Jak strajk wpłynął na tę szkołę? – Dziś część osób jest zdecydowana zapisać się do ZNP. Czekamy na spotkanie z przewodniczącą w naszym regionie. Jeśli rząd nie zmieni postępowania, akcja protestacyjna będzie dalej trwała a w szkole będziemy mieli drugi związek i będziemy działać – odpowiada nauczycielka.
[/embed] "Podział nie do odrobienia"
Słowa, które nauczyciele ze Świecia napisali na końcu: "Wyciągamy wnioski na przyszłość" można odebrać jako deklarację udziału w strajku w przyszłości. Ale okazuje się, że nie tylko. – Chodzi o wybory, to po pierwsze. Po drugie, o organizację związkową Solidarność, bo część jej członków już rzuciła legitymacją. Straciła swój autorytet – mówi Sylwester Gmys.
Sam wpłacił część swojego wynagrodzenia na Fundusz Strajkujących. I z obawą myśli, co będzie dalej.
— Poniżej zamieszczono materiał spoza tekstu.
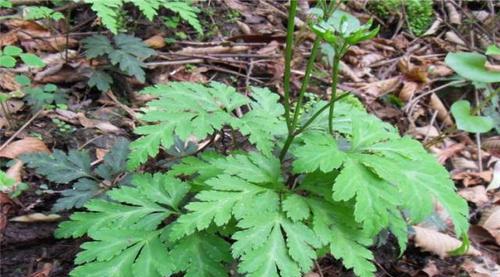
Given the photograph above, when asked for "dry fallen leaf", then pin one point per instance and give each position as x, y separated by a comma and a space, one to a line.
443, 114
408, 90
381, 88
14, 172
104, 126
23, 146
155, 42
495, 181
439, 243
476, 195
475, 269
490, 220
36, 217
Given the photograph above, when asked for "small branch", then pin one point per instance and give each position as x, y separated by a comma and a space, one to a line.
20, 130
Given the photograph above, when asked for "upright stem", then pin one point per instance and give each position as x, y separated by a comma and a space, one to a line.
335, 80
292, 11
305, 81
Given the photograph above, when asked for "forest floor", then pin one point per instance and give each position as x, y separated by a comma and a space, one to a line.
401, 78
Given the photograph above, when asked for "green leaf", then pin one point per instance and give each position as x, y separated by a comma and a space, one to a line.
101, 80
142, 207
5, 181
115, 160
128, 64
12, 50
133, 252
76, 197
296, 207
186, 12
23, 80
32, 60
264, 250
97, 45
336, 228
59, 167
229, 195
201, 255
461, 111
320, 151
263, 122
183, 110
108, 11
493, 50
7, 61
471, 66
375, 198
253, 167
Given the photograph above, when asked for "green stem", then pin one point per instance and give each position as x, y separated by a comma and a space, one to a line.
297, 132
305, 82
311, 120
292, 11
335, 80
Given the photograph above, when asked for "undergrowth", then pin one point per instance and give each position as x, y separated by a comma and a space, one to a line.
322, 178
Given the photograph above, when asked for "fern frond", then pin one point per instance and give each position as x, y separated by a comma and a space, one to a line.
155, 198
187, 109
228, 196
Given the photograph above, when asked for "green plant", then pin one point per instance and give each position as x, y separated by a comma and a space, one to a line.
40, 12
9, 54
325, 177
110, 11
75, 167
471, 66
123, 56
10, 186
418, 14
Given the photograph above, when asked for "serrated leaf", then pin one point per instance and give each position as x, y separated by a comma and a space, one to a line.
101, 80
493, 50
59, 167
296, 207
186, 12
97, 45
10, 50
128, 64
140, 207
375, 198
115, 160
253, 167
82, 191
7, 61
461, 111
201, 255
229, 196
336, 228
471, 67
107, 12
110, 244
264, 250
320, 151
183, 110
263, 122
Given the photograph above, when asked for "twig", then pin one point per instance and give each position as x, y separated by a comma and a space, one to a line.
319, 269
173, 62
478, 137
20, 130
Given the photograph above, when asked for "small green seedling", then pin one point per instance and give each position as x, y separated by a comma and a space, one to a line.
9, 55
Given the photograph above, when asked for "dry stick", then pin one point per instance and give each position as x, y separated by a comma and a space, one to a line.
478, 137
409, 107
20, 130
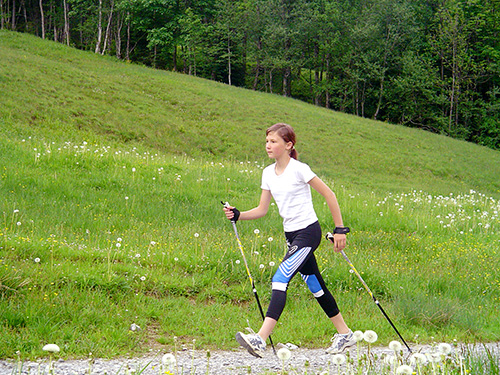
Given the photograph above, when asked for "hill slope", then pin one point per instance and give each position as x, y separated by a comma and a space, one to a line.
105, 225
55, 91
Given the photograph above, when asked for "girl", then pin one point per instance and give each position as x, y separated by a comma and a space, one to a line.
288, 182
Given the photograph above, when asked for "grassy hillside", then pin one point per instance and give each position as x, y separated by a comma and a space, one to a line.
111, 176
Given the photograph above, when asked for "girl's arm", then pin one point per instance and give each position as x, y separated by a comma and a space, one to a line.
331, 200
254, 213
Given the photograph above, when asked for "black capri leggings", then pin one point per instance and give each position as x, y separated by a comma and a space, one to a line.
300, 258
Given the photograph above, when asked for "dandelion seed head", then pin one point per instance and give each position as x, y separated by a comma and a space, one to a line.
404, 369
168, 359
357, 336
395, 345
51, 348
339, 359
370, 336
418, 358
444, 348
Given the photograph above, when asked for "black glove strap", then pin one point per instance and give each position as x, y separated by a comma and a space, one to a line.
236, 213
341, 230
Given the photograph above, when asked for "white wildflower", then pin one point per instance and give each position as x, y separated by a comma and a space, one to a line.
51, 348
404, 369
395, 345
370, 336
284, 354
338, 359
357, 336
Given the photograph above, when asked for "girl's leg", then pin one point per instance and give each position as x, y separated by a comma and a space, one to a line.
314, 280
267, 328
339, 323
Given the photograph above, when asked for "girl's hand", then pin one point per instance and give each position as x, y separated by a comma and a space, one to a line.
339, 242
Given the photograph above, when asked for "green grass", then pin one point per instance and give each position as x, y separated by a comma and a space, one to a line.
96, 153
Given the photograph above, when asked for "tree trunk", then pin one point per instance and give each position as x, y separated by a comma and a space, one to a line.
118, 36
286, 81
127, 51
174, 59
99, 29
258, 66
13, 22
327, 91
66, 21
108, 29
229, 61
380, 95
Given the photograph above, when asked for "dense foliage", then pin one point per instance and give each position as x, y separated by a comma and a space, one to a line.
428, 64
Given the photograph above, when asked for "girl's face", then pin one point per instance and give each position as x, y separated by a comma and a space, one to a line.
276, 146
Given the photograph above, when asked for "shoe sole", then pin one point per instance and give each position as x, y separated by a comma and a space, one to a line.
241, 340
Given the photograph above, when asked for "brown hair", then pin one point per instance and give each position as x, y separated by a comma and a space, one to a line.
287, 133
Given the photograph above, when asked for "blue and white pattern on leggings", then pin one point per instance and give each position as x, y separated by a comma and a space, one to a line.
288, 268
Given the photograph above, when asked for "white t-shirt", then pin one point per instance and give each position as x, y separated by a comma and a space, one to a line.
292, 194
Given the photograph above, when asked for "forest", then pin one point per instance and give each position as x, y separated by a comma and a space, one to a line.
429, 64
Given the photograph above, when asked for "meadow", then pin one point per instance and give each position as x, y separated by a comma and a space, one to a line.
101, 231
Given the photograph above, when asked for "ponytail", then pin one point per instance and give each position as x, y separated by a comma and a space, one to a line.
287, 133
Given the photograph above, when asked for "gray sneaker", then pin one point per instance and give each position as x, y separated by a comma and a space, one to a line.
252, 342
340, 342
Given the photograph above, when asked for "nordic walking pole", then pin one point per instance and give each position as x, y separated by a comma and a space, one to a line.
329, 237
254, 289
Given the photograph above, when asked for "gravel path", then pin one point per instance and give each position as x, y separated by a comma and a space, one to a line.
236, 362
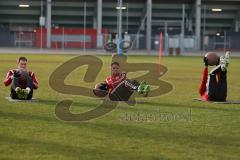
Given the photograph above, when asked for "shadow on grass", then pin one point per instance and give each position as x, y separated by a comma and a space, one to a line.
66, 150
137, 131
185, 106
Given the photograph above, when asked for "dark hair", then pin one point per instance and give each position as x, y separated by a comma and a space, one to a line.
115, 63
22, 59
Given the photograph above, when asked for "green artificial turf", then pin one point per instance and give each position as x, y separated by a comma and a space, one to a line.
171, 126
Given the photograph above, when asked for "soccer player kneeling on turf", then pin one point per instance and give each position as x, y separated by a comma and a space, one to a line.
119, 87
214, 85
21, 80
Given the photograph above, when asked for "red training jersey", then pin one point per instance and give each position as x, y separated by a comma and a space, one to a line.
114, 80
10, 74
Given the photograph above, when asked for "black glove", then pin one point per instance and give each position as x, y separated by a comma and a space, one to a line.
16, 74
205, 61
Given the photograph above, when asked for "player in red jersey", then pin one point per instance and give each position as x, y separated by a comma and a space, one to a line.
21, 80
119, 87
214, 86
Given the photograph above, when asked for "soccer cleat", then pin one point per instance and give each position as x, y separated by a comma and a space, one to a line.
141, 87
224, 61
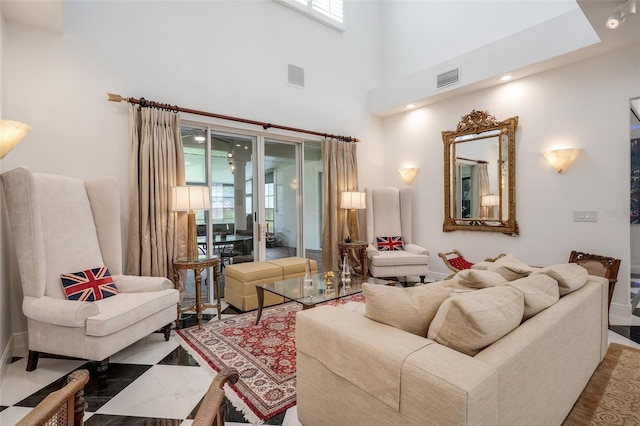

Przypomina, że padło wiele słów, władze w Warszawie też nie szczędziła szkołom komentarzy. Było straszenie dyrektorów Państwową Inspekcją Pracy i innymi konsekwencjami.
– Niektóre okoliczne szkoły przeżywają naprawdę ciężkie chwile. Podział, jaki się zarysował między ludźmi jest nie do odrobienia. To tak, jakbym zalał pół Polski wodą, a następnie szybko osuszył i powiedział, że nic się nie stało. Jak nic się nie stało? Wszystko, co zamokło, nadaje się do wyrzucenia, a nie do użytku. I tak stało się z polską szkołą. To jest nie do odrobienia – mówi dyrektor, z 30-letnim doświadczeniem w szkole.